You may have heard lots in the news over recent weeks about the Financial Conduct Authority (FCA) and their plans to review insurance policies. The media became a bit sidetracked about the slightly bungled way that news of the review came to light. So because we’re decent folk who are here to help, here’s a summary of what the review actually means, delivered in clear, plain English.

What is the FCA reviewing?

The FCA (the people who regulate the financial services industry in the UK) is going to review Britain’s life insurance industry, focusing on some 30million policies issued from the 1970s to 2000. They’re particularly interested in something called “zombie funds” and whether customers are getting a fair deal. The investigation will look into pensions, endowments, investment bonds and life insurance policies, particularly those that penalise savers who want to switch providers by charging high exit charges. It will look into the service customers receive in relation to those accounts. This is good news.

What’s a zombie fund?

You’d be forgiven for thinking this is a special fund for the undead. But a zombie fund is actually a fund now closed to new clients. There’s a concern that old policies which have stagnated are not being given the same priority by insurance companies as their newer policies.

Many older policies include terms that penalise those attempting to switch to cheaper providers. And when we use the term ‘penalise’, it’s big. Some savers face losing up to half their savings if they move to another company.

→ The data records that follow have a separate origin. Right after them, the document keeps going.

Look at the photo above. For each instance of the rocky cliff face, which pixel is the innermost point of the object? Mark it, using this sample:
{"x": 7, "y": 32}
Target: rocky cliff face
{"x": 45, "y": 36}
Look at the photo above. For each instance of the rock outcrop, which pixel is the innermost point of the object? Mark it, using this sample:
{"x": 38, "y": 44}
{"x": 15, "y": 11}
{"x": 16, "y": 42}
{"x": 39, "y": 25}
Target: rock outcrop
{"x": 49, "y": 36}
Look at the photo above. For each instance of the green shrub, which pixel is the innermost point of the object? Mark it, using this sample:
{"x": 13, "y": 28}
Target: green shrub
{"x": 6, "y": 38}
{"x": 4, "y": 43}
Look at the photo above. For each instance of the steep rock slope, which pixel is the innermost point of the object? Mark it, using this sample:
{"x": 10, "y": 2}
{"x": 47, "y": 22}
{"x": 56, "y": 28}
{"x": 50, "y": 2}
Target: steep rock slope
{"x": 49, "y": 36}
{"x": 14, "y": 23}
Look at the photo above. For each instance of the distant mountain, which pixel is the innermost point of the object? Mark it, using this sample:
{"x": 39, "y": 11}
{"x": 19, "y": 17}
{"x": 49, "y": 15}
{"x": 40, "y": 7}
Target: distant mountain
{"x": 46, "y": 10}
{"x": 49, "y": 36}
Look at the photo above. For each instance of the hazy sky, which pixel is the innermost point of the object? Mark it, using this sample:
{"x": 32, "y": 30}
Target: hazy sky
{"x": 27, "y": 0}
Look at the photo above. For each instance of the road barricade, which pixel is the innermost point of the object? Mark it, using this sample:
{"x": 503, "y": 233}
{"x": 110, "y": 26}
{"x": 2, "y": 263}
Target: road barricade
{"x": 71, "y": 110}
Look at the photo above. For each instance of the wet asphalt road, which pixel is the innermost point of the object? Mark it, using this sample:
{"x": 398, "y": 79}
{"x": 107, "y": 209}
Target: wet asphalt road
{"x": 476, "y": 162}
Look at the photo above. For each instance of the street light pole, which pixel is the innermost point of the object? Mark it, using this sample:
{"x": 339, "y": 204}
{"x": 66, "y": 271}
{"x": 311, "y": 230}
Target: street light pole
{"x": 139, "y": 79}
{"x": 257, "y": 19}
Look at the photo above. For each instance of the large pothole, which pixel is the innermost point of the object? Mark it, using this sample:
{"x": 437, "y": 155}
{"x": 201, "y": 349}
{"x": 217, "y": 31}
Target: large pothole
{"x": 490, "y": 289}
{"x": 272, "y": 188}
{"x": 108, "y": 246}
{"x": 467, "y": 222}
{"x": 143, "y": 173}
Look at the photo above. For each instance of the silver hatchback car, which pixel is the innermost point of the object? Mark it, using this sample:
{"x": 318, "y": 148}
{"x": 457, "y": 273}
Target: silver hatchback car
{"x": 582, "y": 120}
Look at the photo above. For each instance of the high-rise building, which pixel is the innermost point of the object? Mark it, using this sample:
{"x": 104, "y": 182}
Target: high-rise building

That’s not to say that all old policies are automatically bad. The concern is that older customers are being forgotten. Consolidation and outsourcing within the industry means there’s a good chance that older funds are not being managed by the same people who they were initially taken out with which is adding to the confusion.

What impact did this announcement have?

This all came rather out of the blue, with news of an impending announcement coming before the actual detail was issued. Investors panicked a bit. Around £2.4billion was knocked off the market value of the biggest insurers. However, there was some recovery when the FCA’s actual business plan was published, revealing that the review is likely to be less disruptive to investors than first feared.

Basically, the FCA isn’t planning to review every individual policy. They’re also not intending to review any exit fees, providing the policy was complaint with the rules that were in place at the time it was issued. So, as long as the insurance companies and their policies were OK at the time, they’re not in line to be issuing huge payouts, thus avoiding mis-sold PPI-type costs.

What does this mean for my policy?

If you have a pension or investment policy taken out between 1970 and 2000 in funds that are now closed, you may be affected. We’re talking about personal funds rather than workplace pension schemes. However, it seems unlikely that a big payout will be on the cards. The FCA is not looking at applying current standards retrospectively so you’re unlikely to get back years of fees. But if the review does discover that consumers have lost out due to certain practices, they may be forced to reimburse you.

What happens next?

The actual enquiry will start this summer. It’s going to take a while.
It’s difficult to predict the outcome at this stage. The review should be a good thing for customers since it’s making sure that you’re getting a fair deal, and potentially forcing insurers to review their policies more regularly and issue clearer communication to policyholders.

In the meantime, dig out your paperwork from any old policies you do have. Find out who’s actually looking after your money now. It’s a good idea to review them, but the best course of action may not be clear until we see what insurance providers do as a result of the inquiry. Older policies might be performing badly, so your first instinct may be to try and move funds. But it’s complex – exit fees might make this a bad choice. Seek some advice to see what you can do now, but otherwise sit tight for the results of the inquiry.